The Reading Mother by Strickland Gillilan
I had a Mother who read to me, sagas of pirates who scoured the sea,
Cutlasses clenched in their yellow teeth, “Blackbirds” stowed in the hold beneath.
I had a Mother who read me lays, of ancient and gallent and golden days;
Stories of Marmion and Ivanhoe, which every boy has a right to know.
I had a Mother who read me tales, of Celert the hound of the hills of Wales,
True to his trust till his tragic death, faithfulness blent with his final breath.
I had a Mother who read me the things, that wholesome life to the boy heart brings
Stories that stir with an upward touch, oh, that each mother of boys were such.
You may have tangible wealth untold; caskets of jewels and coffers of gold.
Richer than I you can never be – I had a Mother who read to me.
I am very happy to have our guest blogger Natalie Finnigan here this morning to share with us on Storywraps. Welcome Natalie always love to hear from you and thanks for being my blogging buddy. :)
Aspire to Inspire
I can't remember my parents reading to me as a young child, but knowing my father as an adult, I feel sure he did. I can, however, always remember reading - I loved being transported by the Wishing Chair or Faraway Tree to places and adventures far more exciting that my life would ever be. I longed to be Nancy Drew, or find a magic wardrobe and ride a lion. Now as an adult myself I try to read everyday to my son, from my own books, to fireman Sam to How to Train a Dragon. Whatever he chooses we read and I've made sure that the bottom two shelves of my bookcase are dedicated to his books.
However, much as I enjoy reading, I'm really rubbish at accents and silly voices. I know that this is what the reading experts recommend, to make a book more interesting to a child...but I stumble, I can't remember what voice I did for what character and, because I end up feeling stupid, I end up not wanting to read the book - and this must show.
Luckily, by fortune or design, my son loves to listen to books being read and, I've found, responds far better to enthusiasm than to funny voices.
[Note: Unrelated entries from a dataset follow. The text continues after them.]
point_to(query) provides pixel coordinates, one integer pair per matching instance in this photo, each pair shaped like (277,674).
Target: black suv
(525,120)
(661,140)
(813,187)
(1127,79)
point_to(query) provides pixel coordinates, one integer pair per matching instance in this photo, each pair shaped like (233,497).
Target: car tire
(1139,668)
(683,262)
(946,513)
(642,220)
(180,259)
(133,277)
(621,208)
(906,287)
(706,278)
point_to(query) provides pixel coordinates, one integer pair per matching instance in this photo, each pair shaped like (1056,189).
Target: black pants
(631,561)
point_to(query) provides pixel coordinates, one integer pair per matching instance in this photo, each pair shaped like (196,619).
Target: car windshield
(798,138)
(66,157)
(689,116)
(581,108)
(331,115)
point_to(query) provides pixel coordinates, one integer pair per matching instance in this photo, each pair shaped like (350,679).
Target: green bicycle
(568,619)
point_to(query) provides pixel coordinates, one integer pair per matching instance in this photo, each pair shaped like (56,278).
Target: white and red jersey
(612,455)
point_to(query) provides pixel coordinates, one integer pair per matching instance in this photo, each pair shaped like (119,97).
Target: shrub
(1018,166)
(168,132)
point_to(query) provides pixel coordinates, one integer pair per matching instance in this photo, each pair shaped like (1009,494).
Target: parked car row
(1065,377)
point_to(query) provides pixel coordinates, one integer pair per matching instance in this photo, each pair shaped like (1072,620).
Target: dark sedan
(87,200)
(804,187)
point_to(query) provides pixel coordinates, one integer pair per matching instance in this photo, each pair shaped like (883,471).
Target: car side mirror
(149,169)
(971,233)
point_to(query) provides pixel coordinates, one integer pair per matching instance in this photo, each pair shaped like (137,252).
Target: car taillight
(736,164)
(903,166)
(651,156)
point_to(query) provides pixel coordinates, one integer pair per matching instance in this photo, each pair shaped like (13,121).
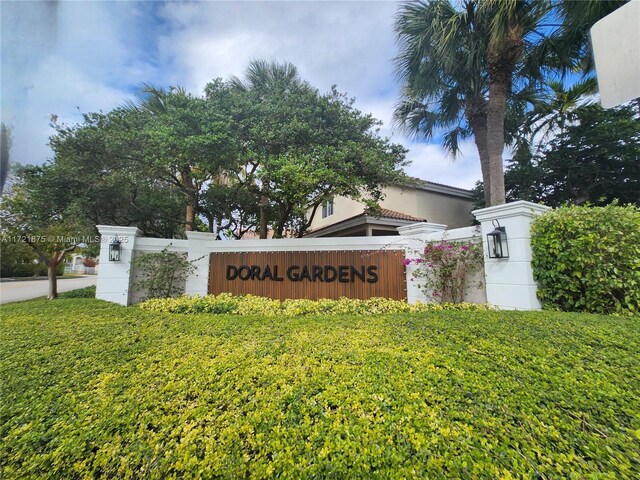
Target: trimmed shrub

So, if you want your child to love to read, try to inspire them but showing your enthusiasm and pleasure in reading. If you can do voices and accents, great, but if not, don't let it put you off, read the books in your way and the way you enjoy and this will shine through to your child.
(By the way, I still want to be Nancy Drew and ride a lion!! And the best thing is, as my son gets older, I have the perfect reason to revisit some of my old haunts...I can't wait!!)
Natalie Finnigan was born in Suffolk, England, and re-discovered her love for writing rhymes after the birth of her son, Alex, in 2010. Having already published two short, rhyming picture books based on three characters (Alex, Dragon and Spider), Natalie is enjoying branching out into other picture books and is currently writing a pre-teen novel to be used as a teaching text for English as a Foreign Language.